O Botafogo luta hoje, quando enfrenta o América-MG, às 21 horas, no Engenhão, contra a síndrome de Robin Hood que o tem atormentado. Rouba dos "ricos" para dar aos "pobres". Contra os times que ocupam a parte superior da tabela, o time alvinegro por vezes mostra força e dá a impressão de que luta pelo título. Contra os rivais menos qualificados, tropeços e a sensação de instabilidade.

, O Estado de S.Paulo

13 de agosto de 2011 | 00h00

Como exemplo, a oitava e nona rodadas. Depois de derrotar com contundência o São Paulo por 2 a 0, no Morumbi, o time de Caio Júnior voltou para o Rio para apenas empatar por 1 a 1 com o Atlético-GO.

Seguiram-se resultados ruins: empate com o Bahia (1 a 1), e derrotas para Corinthians (2 a 0) e Atlético-PR (2 a 1), que impediram que o time se mantivesse no G-4.

A missão contra os mineiros, lanternas do Brasileiro, é justamente mostrar força sobre um adversário muito mais fraco, principalmente depois de impressionar com a goleada por 4 a 0 sobre o Vasco.

"É difícil explicar por que essas coisas acontecem.
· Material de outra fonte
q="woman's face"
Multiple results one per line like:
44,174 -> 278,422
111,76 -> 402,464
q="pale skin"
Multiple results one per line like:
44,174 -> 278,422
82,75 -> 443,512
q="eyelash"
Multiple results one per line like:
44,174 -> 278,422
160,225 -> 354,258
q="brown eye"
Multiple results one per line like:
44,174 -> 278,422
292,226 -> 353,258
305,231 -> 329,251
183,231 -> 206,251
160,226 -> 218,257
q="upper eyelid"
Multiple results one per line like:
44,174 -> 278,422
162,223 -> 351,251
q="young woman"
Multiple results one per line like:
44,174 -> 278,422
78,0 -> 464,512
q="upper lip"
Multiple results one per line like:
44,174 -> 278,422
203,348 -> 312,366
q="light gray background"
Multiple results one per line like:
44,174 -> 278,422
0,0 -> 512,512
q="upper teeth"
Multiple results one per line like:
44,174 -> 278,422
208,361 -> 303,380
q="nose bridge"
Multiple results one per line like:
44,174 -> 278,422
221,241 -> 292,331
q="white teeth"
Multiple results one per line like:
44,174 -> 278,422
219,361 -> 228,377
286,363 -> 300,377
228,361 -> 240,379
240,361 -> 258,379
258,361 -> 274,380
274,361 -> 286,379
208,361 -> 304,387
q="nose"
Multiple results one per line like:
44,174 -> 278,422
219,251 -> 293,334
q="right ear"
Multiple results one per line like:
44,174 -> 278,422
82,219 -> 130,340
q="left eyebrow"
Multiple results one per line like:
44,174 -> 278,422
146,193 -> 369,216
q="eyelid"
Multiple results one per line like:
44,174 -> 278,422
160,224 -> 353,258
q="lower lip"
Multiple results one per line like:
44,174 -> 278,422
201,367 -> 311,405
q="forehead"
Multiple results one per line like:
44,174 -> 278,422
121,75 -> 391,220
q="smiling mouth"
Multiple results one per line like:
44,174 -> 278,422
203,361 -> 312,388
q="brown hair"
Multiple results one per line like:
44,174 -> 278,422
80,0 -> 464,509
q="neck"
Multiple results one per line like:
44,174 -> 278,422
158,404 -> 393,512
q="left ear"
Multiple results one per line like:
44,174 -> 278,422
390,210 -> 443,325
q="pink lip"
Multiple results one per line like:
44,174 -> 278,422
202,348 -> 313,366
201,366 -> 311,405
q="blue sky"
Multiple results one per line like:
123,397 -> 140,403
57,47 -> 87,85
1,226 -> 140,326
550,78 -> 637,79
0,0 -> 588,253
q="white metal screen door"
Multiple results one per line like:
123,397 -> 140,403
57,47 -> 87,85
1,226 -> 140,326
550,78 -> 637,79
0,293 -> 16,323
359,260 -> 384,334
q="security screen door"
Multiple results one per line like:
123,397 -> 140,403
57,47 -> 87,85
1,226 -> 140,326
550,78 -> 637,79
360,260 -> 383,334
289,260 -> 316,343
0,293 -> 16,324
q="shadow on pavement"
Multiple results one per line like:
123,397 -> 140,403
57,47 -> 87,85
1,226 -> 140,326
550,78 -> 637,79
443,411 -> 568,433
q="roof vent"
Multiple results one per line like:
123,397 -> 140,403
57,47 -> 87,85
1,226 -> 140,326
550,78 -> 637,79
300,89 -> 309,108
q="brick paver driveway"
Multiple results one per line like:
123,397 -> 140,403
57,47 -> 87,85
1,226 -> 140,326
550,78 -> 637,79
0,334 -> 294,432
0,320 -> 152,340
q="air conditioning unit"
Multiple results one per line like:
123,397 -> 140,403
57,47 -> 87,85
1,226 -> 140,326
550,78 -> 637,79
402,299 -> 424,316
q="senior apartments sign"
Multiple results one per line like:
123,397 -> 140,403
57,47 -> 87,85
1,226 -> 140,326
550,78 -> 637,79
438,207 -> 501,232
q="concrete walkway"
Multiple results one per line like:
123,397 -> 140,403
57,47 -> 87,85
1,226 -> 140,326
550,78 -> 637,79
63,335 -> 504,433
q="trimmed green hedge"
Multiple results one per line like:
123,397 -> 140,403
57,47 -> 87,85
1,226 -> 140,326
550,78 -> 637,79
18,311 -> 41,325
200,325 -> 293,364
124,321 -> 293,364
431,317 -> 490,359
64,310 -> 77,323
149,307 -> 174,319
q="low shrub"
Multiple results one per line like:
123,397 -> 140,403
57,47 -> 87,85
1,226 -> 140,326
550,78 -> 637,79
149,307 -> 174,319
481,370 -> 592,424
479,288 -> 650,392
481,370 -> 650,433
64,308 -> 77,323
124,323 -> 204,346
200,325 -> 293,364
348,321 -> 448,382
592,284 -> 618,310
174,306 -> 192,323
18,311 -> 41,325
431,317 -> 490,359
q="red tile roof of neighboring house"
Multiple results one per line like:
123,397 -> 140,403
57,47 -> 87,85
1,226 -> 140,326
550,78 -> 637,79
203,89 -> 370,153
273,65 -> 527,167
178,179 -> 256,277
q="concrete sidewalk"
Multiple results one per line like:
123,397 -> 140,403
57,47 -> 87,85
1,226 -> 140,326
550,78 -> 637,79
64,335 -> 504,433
Depois de a equipe vencer o Cruzeiro e perder para o Figueirense, as pessoas ficam desconfiadas se nosso time vai ou não. Ficam com o pé atrás, questionando se o time vai chegar. Precisamos tomar muito cuidado", comentou o zagueiro Antônio Carlos.

Para o confronto, Caio Júnior conta com o retorno de quatro titulares preservados na vitória sobre o Atlético-MG pela Sul-Americana. Elkeson, Lucas, Renato e Cortês retomam suas posições.

O América-MG está embalado após a vitória por 3 a 0 sobre o Fluminense. O técnico Givanildo Oliveira poderá contar com o zagueiro William Rocha, o lateral Gilson e o zagueiro Anderson.